Ayak seslerinin hızla yaklaştığını farketmemle yerimden doğrulmaya fırsatım olmadan üvey babam Kemal seslenmişti:

- Firuze Neredesin ?
- Buradayım Kemal Amca.

Üvey babam kendisine adı ile hitap etmeme sinir olurdu.

- Bak hâlâ Kemal Amca diyor 15 senedir alışamadın. Bana baba diyeceksin, Amca değil..

Evet 15 sene olmuştu hayatımıza gireli, Ben daha 5 yaşındayken Annem Serpil hanım onunla evlenmişti. O zamanlar çok küçük olup hatırlamadığımdan niçin bu adamla evlendiğini anneme bir kaç defa sorsamda pek bir açıklamada bulunmamış biraz sevgi biraz da ihtiyaç diye geçiştirivermişti.

Verdiği cevabı karşılıksız bırakınca Kemal amcam yüzüme dik dik bakmaya devam etmişti:

- Söylemek zorunda da değilsin, keyfin bilir zaten benim babası olduğum tatlı ve güzel bir kızım var.

Evet bahsettiği kızkardeşim Melis'di. Melis Kemal amcamın ve Annemin öz kızı ama benim ise üvey kardeşimdi.
Melis'den bahsettiğinde Kemal amcam evde olmadığını anlamıştı:

- Melis nerede ? Hâlâ eve gelmedi mi ?
- Ben yeni geldim sayılır ama Melis evde değil.
- Kardeşini kurs çıkışı senin almaya gitmen gerekirdi ne için onu yalnız başına bırakıyorsun. Eğer kızımın başına bir şey gelirse bunun hesabını ablası olarak senden sorarım Firuzeee ..

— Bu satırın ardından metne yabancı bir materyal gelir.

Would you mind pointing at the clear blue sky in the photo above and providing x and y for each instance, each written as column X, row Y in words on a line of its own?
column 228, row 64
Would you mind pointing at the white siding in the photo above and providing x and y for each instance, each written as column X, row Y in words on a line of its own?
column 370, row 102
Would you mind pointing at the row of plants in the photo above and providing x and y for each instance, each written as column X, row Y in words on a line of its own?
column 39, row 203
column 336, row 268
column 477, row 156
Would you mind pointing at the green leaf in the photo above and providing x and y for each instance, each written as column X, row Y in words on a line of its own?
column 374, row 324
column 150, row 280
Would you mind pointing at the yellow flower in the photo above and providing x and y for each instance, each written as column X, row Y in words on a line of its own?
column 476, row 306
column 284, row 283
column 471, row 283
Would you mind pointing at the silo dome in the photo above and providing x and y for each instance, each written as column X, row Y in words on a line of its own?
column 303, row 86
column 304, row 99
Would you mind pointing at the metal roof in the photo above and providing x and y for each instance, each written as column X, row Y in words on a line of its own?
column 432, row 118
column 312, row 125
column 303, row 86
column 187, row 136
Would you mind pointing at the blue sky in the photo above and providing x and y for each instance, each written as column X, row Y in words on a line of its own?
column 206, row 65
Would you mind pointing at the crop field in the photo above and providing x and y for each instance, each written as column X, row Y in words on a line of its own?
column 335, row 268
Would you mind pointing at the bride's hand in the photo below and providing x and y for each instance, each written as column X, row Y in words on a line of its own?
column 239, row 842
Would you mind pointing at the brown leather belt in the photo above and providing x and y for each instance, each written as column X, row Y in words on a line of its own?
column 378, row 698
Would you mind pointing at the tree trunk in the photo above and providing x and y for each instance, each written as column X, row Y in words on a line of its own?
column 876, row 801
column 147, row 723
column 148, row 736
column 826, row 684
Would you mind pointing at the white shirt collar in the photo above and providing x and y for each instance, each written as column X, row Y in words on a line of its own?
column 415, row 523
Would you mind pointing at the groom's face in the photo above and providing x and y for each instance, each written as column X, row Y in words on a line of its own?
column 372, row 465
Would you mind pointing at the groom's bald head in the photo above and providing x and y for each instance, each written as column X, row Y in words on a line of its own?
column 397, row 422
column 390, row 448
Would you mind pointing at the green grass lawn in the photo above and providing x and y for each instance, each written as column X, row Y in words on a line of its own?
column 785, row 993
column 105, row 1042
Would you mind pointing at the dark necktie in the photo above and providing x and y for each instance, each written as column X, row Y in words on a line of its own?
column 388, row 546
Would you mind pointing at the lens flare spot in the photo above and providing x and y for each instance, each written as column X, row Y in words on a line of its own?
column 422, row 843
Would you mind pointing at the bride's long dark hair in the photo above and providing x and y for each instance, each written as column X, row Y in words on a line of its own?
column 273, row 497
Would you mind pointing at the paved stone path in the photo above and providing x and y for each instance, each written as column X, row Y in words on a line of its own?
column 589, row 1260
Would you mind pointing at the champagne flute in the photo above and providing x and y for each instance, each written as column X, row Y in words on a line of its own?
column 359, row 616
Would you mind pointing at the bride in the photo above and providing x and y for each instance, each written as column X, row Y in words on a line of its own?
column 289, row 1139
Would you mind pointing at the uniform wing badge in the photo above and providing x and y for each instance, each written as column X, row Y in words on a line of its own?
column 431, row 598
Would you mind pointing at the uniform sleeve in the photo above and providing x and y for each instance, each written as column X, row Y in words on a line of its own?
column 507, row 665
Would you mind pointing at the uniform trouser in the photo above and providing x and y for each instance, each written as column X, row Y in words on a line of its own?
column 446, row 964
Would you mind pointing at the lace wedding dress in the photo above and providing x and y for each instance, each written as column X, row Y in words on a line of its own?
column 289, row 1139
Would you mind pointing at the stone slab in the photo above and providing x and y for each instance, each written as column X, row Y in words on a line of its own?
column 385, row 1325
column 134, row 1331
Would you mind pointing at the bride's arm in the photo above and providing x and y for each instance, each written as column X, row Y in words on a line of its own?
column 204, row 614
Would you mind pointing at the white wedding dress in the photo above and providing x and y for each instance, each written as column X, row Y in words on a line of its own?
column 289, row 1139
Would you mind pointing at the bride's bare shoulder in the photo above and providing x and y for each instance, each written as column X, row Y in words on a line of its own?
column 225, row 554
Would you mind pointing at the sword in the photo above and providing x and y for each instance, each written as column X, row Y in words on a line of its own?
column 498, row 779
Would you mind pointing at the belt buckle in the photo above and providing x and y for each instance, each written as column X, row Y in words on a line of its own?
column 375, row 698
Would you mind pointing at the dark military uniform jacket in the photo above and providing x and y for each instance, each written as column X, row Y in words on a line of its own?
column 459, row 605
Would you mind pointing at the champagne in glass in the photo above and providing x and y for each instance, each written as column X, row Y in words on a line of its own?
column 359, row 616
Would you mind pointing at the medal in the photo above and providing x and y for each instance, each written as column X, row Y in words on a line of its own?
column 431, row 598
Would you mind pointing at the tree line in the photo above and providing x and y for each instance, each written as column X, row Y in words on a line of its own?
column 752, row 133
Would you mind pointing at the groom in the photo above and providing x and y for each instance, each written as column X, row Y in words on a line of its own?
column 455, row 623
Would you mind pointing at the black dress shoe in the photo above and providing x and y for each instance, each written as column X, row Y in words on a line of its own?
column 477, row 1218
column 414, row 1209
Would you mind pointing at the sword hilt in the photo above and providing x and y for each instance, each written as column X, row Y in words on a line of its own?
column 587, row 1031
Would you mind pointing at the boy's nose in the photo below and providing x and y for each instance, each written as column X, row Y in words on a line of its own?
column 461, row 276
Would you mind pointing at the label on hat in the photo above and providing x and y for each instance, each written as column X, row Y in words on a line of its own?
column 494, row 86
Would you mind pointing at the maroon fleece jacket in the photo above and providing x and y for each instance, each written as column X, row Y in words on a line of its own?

- Ben bugün mesaiye kaldım Kemal amca ayrıca annemde tıpkı benim gibi geç saatlere kadar çalışıp senin gibi yan gelip yatmadığı için babası olarak kızını senin alman uygun olurdu. Onun sorumluluğunu da bana yükleyemezsin ki.

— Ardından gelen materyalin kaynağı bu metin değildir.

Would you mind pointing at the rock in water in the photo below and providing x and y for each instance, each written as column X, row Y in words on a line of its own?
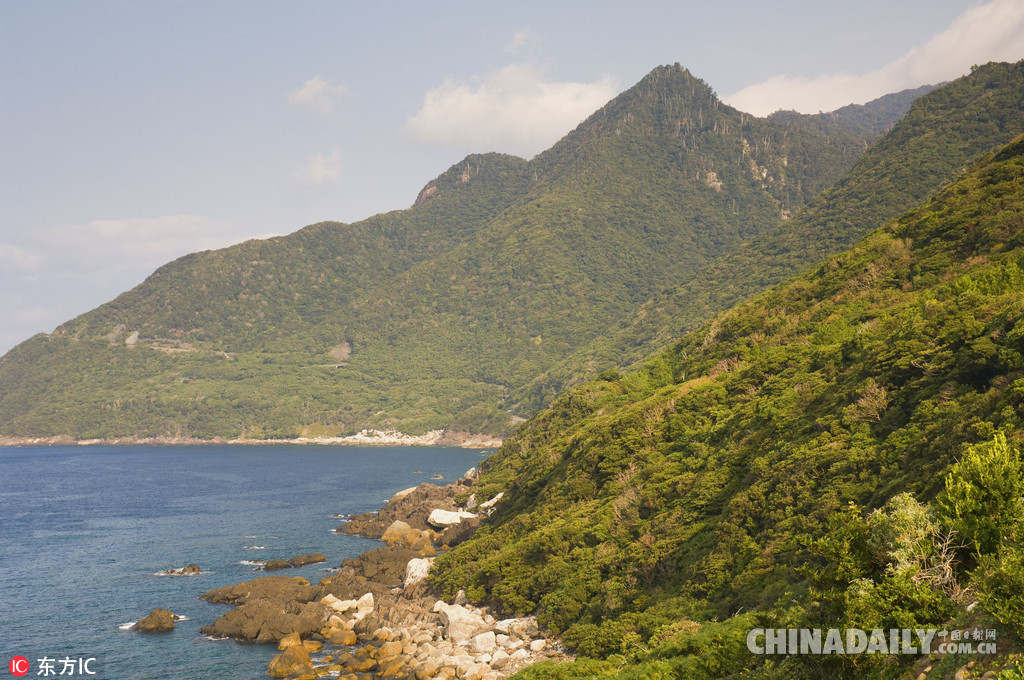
column 190, row 570
column 293, row 663
column 302, row 560
column 158, row 622
column 269, row 621
column 444, row 518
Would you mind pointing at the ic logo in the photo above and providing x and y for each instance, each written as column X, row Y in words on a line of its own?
column 18, row 666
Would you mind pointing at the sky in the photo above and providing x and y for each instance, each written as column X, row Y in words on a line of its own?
column 132, row 133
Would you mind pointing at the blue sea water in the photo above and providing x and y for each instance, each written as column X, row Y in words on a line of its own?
column 85, row 529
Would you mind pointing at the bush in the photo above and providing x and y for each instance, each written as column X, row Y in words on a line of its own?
column 982, row 500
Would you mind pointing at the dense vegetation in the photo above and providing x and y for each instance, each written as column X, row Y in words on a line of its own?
column 835, row 453
column 942, row 133
column 439, row 315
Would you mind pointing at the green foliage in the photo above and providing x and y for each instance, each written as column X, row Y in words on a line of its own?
column 983, row 500
column 944, row 131
column 441, row 315
column 999, row 580
column 776, row 460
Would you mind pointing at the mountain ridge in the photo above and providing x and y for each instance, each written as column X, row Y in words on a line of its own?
column 501, row 267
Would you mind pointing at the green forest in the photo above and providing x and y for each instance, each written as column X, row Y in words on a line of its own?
column 753, row 373
column 839, row 452
column 477, row 305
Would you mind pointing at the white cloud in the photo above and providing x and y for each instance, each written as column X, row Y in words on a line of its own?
column 514, row 110
column 991, row 32
column 521, row 38
column 317, row 95
column 54, row 273
column 156, row 239
column 322, row 169
column 12, row 257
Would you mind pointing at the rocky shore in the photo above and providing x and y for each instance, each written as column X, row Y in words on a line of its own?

Sinirle sesimi yükselttiğimde, Kemal amcam son derece kızıp, o kızgınlıkla üzerime doğru yürümüştü:

-Annen burada yok kime güveniyorsun sen Firuze?
- .....

Kemal amcamın burnundan soluduğu öfkesini anladığım anda kapı çalmış ve ben kapının çalması ile birlikte bir kaç adım gerilemiştim.
Hemen hiç bir şey söylemeden hızlıca adeta merdivenleri kırarcasına gürültü çıkararak kapıya doğru koşmuştum. Çünkü bu adamın gözü döndüğünde neler yapabileceğini biliyordum. Ve şimdilik de ona karşı koyacak gücün, kendimde olmadığını da biliyordum. Kapıyı açtığımda soluk soluğa kalmıştım. Gerginlikten konuşamıyor ve tepki bile veremiyordum. Bu halimi gören annem ise telaşlanmıştı.